California to get break from storms, but not for long
The beleaguered state is set to get a few days of calmer weather conditions before another big storm with rain and snow arrives next week.
A swimming pool was left sitting on the edge of a cliff after heavy rains from a winter storm triggered a landslide in Oceanside, California, on March 15.
An extraordinarily active winter season across California has been full of moisture-laden storms that have helped completely erase persistent drought conditions in some areas due to epic amounts of rain and astonishingly high snowfall totals.
Compared to the summer and autumn of 2022, vast areas of extreme and exceptional drought have be wiped away. A significant portion of the state, 45%, is now considered to be free of drought or abnormal dryness altogether, according to the latest United State Drought Monitor report. AccuWeather meteorologists believe that all or much of California may be drought-free by the start of the summer season.

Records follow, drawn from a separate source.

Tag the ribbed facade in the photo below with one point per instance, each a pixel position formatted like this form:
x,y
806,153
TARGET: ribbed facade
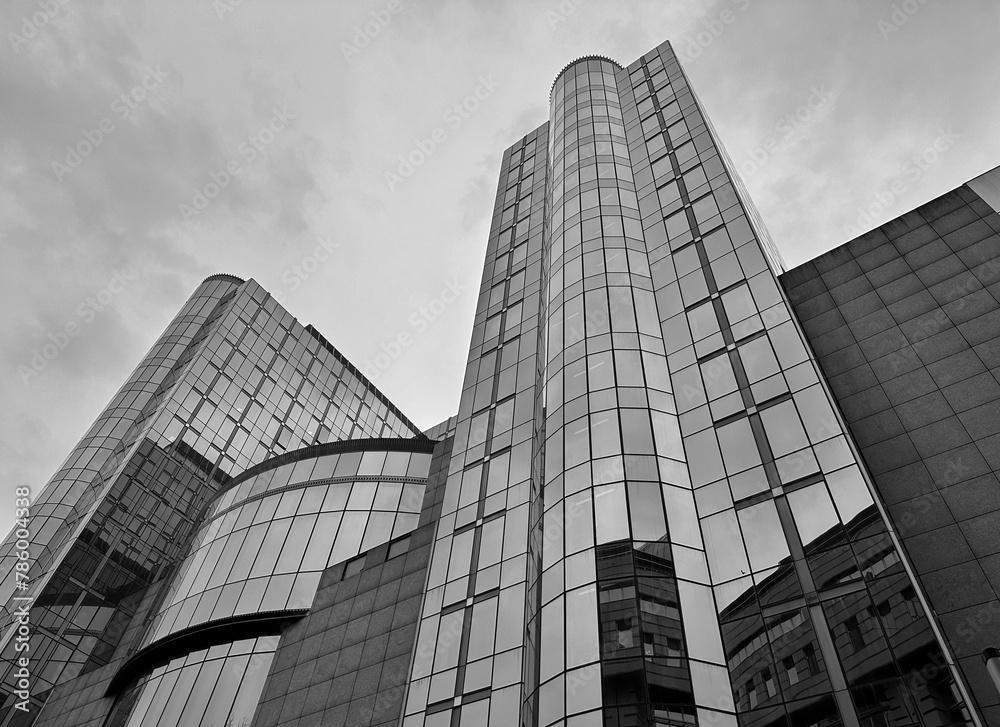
x,y
673,492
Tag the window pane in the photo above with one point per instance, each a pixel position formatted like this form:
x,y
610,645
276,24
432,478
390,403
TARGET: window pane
x,y
762,533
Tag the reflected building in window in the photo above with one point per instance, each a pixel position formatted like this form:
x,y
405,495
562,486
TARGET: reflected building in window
x,y
648,457
683,487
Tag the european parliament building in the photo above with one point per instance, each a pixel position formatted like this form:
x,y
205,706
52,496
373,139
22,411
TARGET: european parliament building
x,y
683,486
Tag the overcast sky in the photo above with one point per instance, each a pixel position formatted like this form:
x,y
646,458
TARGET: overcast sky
x,y
829,108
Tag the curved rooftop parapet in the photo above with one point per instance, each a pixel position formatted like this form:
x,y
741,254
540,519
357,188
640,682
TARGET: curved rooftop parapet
x,y
225,276
592,57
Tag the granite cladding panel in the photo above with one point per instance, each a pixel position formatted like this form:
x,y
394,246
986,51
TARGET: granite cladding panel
x,y
905,322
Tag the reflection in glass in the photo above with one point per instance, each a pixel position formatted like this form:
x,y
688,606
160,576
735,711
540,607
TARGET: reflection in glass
x,y
813,512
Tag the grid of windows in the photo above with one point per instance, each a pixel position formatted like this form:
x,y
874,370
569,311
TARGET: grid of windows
x,y
470,651
798,555
234,380
257,552
213,687
610,623
703,545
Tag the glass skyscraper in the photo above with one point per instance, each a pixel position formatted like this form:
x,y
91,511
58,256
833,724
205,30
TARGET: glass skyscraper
x,y
657,503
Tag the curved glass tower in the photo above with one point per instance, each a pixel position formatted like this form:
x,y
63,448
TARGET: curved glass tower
x,y
703,542
648,510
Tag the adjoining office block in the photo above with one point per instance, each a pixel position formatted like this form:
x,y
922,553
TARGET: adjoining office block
x,y
905,322
656,504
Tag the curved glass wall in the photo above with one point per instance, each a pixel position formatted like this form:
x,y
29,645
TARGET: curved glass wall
x,y
208,688
265,542
615,479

The unrelenting storms have also had numerous negative consequences as well. That was evident this week when another atmospheric river generated extreme wind gusts in the San Francisco Bay Area, flooding rain in the Los Angeles basin and feet of heavy, wet snow across the highest elevations of the Sierra Nevada from Monday into Wednesday morning.
The state will get a needed reprieve from storms for a brief period of time, but AccuWeather meteorologists are calling for a return of stormy conditions by next week
Prior to the next round of heavy rain and snow, residents across California will be given a chance to clean things up into this weekend as an area of high pressure settles in and allows dry and settled conditions to unfold. This weekend itself can feature a return of spotty showers, but the outlook into next week is where things could get dicey once again, experts say.
"While the [forecast of the] exact location and strength of this storm is still being fine-tuned, it does appear likely that residents in portions of California next Monday and Tuesday could see stronger precipitation rates and gusty winds return," AccuWeather Meteorologist Joseph Bauer said.
Another deep plume of subtropical moisture is expected to take aim at California early next week, putting many cities on alert for additional flooding problems beginning next Monday night. In addition to the flooding concerns, ski resorts across the Sierra may be flirting with the all-time highest snow total record before the end of next week.
"Snow levels can be lower through this next event as colder air moves in with levels of 7,000-8,000 feet to begin with, falling to 4,000-5,000 feet by the end of the event," Bauer added.
Over 600 inches of snow has already been measured so far this season at Mammoth Mountain, and surprisingly enough, that is not an all-time record for the ski resort. The infamous 2010-2011 season featured 668.5 inches of snowfall at the resort, a total that may be challenged before the end of the month.
The next batches of heavy rain and mountain snow will likely result in difficult travel, additional power outages and a multitude of other challenges by next Tuesday.
A slow eastward progression of the storm will likely keep hazardous conditions in place through Tuesday night and Wednesday. During this time, cold air filtering in around the core of the storm will also result in snow levels coming down. This storm will bring snow to much lower elevations than the system that moved through earlier this week, forecasters say.
Although the storm onslaught in California has worked wonders in the state's battle against long-term drought conditions, it has also caused challenges for residents due to the frequent flooding, mudslides and destructive winds. Yosemite National Park, famous for its snowy landscapes during the winter, has had to shut down as a result of too much snow.
Many reservoirs have also had to release water downstream since they have risen above their maximum capacity levels. Lake Shasta, Oroville, Don Pedro, Millerton and many others have essentially rebounded to their respective historical averages as a result of the hyperactive winter season.
Following the unsettled conditions on Tuesday and Wednesday, there can be another brief lull in the stormy weather across California next Thursday and Friday, but AccuWeather's team of long-range forecasters says more storms are likely into the end of the month.